In 1864, with the support of Darwin and Murray, Bates became the assistant secretary of the Royal Geographical Society, effectively its principal full-time official. During his tenure the society gave direct support to eighteen major expeditions, including those of Livingstone and Stanley in Africa, Chandless in Brazil, Trotter in the Pamirs, and Nares to the Arctic. It was said of Bates that he knew all of the great and most of the lesser travellers of this heyday of Victorian exploration, and counted as friends Livingstone, Stanley, Edward Whymper, Darwin, Joseph Hooker, Wallace, Huxley, Murchison, Markham, Francis Galton, and MacKinder. His 27 year tenure at the Royal Geographical Society coincided with a crucial period in the development of geography in Britain, a transition from its essentially explorer tradition to its establishment as an academic discipline in schools and universities. Wallace and others claimed that Bates’s duties at the RGS were to the detriment of his activities as a naturalist, but throughout the period after his return from Brazil he sustained an impressive stream of entomological publications, initially from his own collections, and later on insects sent to him by travelers from around the world, but particularly from the tropics.

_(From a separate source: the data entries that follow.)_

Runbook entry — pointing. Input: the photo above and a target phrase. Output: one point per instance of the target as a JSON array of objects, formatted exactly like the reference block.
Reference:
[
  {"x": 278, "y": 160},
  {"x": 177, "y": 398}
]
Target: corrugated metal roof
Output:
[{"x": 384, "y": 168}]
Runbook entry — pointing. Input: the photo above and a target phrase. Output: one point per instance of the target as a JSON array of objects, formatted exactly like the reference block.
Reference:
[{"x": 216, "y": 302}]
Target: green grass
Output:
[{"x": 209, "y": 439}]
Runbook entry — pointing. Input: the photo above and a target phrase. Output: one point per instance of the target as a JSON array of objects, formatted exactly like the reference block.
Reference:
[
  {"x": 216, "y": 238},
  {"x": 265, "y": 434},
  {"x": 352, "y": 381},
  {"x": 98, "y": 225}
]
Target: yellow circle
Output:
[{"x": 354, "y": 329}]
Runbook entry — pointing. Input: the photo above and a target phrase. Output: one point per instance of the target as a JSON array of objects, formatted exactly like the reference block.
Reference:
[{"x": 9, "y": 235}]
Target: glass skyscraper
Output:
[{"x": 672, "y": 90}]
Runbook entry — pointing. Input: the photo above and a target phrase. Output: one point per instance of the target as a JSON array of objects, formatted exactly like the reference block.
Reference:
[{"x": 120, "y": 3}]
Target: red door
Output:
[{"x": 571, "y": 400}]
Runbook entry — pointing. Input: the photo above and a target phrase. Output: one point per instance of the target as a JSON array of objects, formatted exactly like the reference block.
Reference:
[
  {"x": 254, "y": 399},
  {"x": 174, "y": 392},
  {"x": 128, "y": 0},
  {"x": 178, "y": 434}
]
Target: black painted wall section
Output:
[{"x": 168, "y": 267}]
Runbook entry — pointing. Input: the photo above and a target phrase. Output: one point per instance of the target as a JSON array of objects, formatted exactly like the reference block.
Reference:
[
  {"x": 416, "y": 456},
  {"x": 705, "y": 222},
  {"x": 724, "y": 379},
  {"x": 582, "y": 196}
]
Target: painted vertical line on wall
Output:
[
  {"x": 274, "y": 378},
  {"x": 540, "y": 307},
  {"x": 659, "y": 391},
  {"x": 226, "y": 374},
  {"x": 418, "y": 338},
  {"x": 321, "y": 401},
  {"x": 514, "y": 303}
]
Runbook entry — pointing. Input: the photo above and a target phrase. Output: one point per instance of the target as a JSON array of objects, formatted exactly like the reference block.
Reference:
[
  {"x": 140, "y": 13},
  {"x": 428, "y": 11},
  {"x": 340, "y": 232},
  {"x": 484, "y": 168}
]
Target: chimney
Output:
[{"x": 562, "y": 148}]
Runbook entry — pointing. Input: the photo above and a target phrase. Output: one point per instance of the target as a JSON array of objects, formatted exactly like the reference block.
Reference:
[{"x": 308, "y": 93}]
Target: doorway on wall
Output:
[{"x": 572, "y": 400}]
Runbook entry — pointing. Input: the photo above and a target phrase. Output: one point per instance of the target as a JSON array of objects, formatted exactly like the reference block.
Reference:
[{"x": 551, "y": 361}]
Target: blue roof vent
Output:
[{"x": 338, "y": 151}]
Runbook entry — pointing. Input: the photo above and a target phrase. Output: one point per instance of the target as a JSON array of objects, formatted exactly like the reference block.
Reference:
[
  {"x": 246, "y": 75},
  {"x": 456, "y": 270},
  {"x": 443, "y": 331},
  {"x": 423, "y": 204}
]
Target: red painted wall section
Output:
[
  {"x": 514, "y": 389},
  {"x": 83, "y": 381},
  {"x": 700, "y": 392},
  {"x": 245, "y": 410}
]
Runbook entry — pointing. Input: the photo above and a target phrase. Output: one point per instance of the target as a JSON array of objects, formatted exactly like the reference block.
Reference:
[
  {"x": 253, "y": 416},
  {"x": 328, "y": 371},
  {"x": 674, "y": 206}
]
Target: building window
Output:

Borba de Moraes I, p. 77; Sabin 3932a. Stecher, ‘The Darwin-Bates letters correspondence between two nineteenth-century travellers and naturalists, Part I,’ Annals of Science 25 (1969), pp. 1-47. Van Wyhe, ‘A delicate adjustment: Wallace and Bates on the Amazon and ‘The Problem of the Origin of Species’,’ Journal of the History of Biology 47 (2014), pp. 627–59.



Two vols., 8vo. (197 x 121 mm), pp. [ii, frontispiece], [ix], 351, with 4 engraved plates and folding map at rear, plus 32 pp. of publisher’s advertisements; [ii, frontispiece], vi, 423, with 3 engraved plates, illustrations in text (tiny tear to map edge not affecting image). Original maroon publisher's cloth with gilt stamped pictorial upper covers, gilt spines, dark red endpapers (light wear to extremities).